Le journal du grand Maître de thé
par KOBORI Sojitsu,
treizième grand Maître de l’Ecole Enshu Sado
A l’aube[mois de février 2020]
Je vous présente tous mes vœux de bonheur et de prospérité pour l’année Reiwa 2 (2020).
A la suite du changement d’ère en mai dernier avec l’intronisation du nouvel empereur, nous avons passé le premier nouvel an de l’ère Reiwa. Les premiers trois jours sacrés de janvier ont été cléments et la nouvelle année semblait avoir commencé calmement. Dans le domaine sportif, le rugby et la course de relais sur route nous ont enthousiasmés.
Chez moi, la préparation des activités liées au nouvel an commence à partir du 20 décembre. D’abord le changement de tatamis. Un groupe de cinq à six artisans met environ cinq jours pour la remise à neuf. Ces jours-ci, les artisans de tatamis ont un problème de vieillissement et de manque de successeurs, ce qui nous préoccupe beaucoup. Je souhaite vivement que, au-delà de la préservation des cultures traditionnelles majeures, le gouvernement prenne des mesures destinées à assurer la succession de ceux qui appuient ces dernières à la base. Au cinquième jour, une fois le travail achevé, le responsable du groupe et moi-même vérifie celui-ci. Si les deux parties sont unanimes à constater la présence d’un défaut, le travail recommence. L’année dernière, quelques tatamis ont dû être refaits, ce qui est assez rare. Initialement, ces hommes devaient terminer leur journée à 17 heures, mais ils ont dû rester jusqu’à 20 heures. C’est dire qu’ils ont fait preuve de professionnalisme.
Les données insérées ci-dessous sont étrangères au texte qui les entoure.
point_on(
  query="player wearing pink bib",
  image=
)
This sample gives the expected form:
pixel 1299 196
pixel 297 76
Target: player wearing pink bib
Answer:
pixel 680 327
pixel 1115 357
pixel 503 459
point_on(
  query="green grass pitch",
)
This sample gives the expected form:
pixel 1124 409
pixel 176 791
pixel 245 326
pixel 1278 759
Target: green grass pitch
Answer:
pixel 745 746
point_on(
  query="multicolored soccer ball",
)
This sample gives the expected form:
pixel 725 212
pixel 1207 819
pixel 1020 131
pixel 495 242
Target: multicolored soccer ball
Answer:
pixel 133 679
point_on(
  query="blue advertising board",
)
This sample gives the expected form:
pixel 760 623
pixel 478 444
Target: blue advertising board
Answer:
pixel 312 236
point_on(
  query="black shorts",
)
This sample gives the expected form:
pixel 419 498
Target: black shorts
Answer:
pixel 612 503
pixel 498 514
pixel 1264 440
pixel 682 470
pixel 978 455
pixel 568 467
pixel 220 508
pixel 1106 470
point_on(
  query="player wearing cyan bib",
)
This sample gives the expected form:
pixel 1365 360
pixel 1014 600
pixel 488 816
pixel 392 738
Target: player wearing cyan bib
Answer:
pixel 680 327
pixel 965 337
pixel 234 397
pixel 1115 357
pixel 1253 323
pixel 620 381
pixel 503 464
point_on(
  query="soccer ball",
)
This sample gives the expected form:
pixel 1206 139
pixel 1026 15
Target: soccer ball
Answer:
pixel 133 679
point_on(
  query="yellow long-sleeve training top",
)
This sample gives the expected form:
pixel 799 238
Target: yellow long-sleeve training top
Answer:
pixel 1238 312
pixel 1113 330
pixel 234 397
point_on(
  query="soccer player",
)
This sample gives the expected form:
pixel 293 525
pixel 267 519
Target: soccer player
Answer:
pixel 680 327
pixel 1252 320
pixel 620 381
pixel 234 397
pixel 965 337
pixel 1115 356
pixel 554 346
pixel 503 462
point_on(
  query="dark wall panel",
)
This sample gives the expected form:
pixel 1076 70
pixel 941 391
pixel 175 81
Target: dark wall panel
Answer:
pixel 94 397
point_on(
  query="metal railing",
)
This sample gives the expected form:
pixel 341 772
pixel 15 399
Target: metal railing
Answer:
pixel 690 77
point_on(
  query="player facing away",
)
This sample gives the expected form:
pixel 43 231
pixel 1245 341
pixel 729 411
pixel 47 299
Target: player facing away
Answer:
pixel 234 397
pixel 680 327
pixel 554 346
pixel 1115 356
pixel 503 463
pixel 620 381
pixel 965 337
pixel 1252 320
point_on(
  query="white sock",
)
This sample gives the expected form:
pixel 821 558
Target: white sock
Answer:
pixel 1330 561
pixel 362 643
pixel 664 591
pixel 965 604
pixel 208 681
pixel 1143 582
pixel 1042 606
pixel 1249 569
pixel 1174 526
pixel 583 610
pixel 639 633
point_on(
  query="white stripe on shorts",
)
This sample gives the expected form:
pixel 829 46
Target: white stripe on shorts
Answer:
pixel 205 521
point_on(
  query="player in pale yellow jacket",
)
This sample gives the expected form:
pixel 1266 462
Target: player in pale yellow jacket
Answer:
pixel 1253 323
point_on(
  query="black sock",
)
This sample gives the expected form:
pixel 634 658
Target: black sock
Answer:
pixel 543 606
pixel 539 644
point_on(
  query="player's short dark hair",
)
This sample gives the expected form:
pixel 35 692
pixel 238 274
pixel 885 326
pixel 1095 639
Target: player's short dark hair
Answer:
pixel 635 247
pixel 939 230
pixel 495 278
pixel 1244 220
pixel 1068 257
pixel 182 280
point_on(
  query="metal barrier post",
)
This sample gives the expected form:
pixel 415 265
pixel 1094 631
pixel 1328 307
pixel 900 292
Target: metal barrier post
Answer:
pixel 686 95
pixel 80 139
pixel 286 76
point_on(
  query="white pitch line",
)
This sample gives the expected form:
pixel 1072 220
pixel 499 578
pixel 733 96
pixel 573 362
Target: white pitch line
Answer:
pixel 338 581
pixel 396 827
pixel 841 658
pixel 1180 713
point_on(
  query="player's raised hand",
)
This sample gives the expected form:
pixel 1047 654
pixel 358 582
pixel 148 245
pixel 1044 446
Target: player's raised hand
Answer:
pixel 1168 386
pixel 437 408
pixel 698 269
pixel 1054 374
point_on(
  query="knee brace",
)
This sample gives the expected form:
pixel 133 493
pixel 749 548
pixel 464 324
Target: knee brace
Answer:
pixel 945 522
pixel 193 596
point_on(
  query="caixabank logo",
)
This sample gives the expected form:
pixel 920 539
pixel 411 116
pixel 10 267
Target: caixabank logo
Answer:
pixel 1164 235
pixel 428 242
A la même période, nous faisons appel à des jardiniers pour embellir le jardin. Et toute ma famille se met à faire un grand ménage de notre maison. Il appartient à moi et à mon fils Shota de faire un nettoyage de l’autel où sont honorés les maitres successifs de notre école de thé. Le 29 décembre, je vais chez un fleuriste avec mes deux filles et mon fils pour acheter des fleurs qui décoreront le tokonoma du nouvel an. Dans notre jardin, il y a des camélias qui poussent, mais nous en achetons à titre de réserve. Ces dernières années, il m’arrive de laisser à mon fils le soin de choisir des fleurs. Le lendemain, nous mettons du mochi (pâte de riz cuit à la vapeur et passé au pilon) dans le tokonoma de chaque pièce et décorons la devanture de la maison d’une manière propre à notre école. Entre-temps, les membres féminins de ma famille préparent les plats pour le nouvel an. Dès le matin du jour de réveillon, cette préparation entre dans sa dernière phase. Je commence à préparer la cérémonie du thé du réveillon. A midi, nous prenons des soba (nouilles de sarrasin) et, dans l’après-midi, nous nous préparons à accueillir des invités. Le gâteau à leur offrir est sobagaki (gâteau de soba). C’est à mon fils Shota de le préparer.
Une fois la cérémonie du thé du réveillon achevée, nous préparons la décoration du tokonoma. A minuit, nous offrons du thé à nos ancêtres et, après avoir lu des textes bouddhiques, nous procédons à la première cérémonie du thé pour souhaiter le bonheur. C’est moi-même qui offre du thé à chacun des membres de ma famille. Par la suite, ceux-ci vont au lit, sauf Shota et moi-même qui rangeons les matériels de thé. Après un bref sommeil, vers 7 heures, nous mettons de nouveau des charbons dans le foyer. Et après le traditionnel petit-déjeuner, nous prenons tous du thé du nouvel an.
Tous ces actes que je viens de décrire s’inscrivent dans la tradition de notre école et resterons inchangés dans l’ère Reiwa.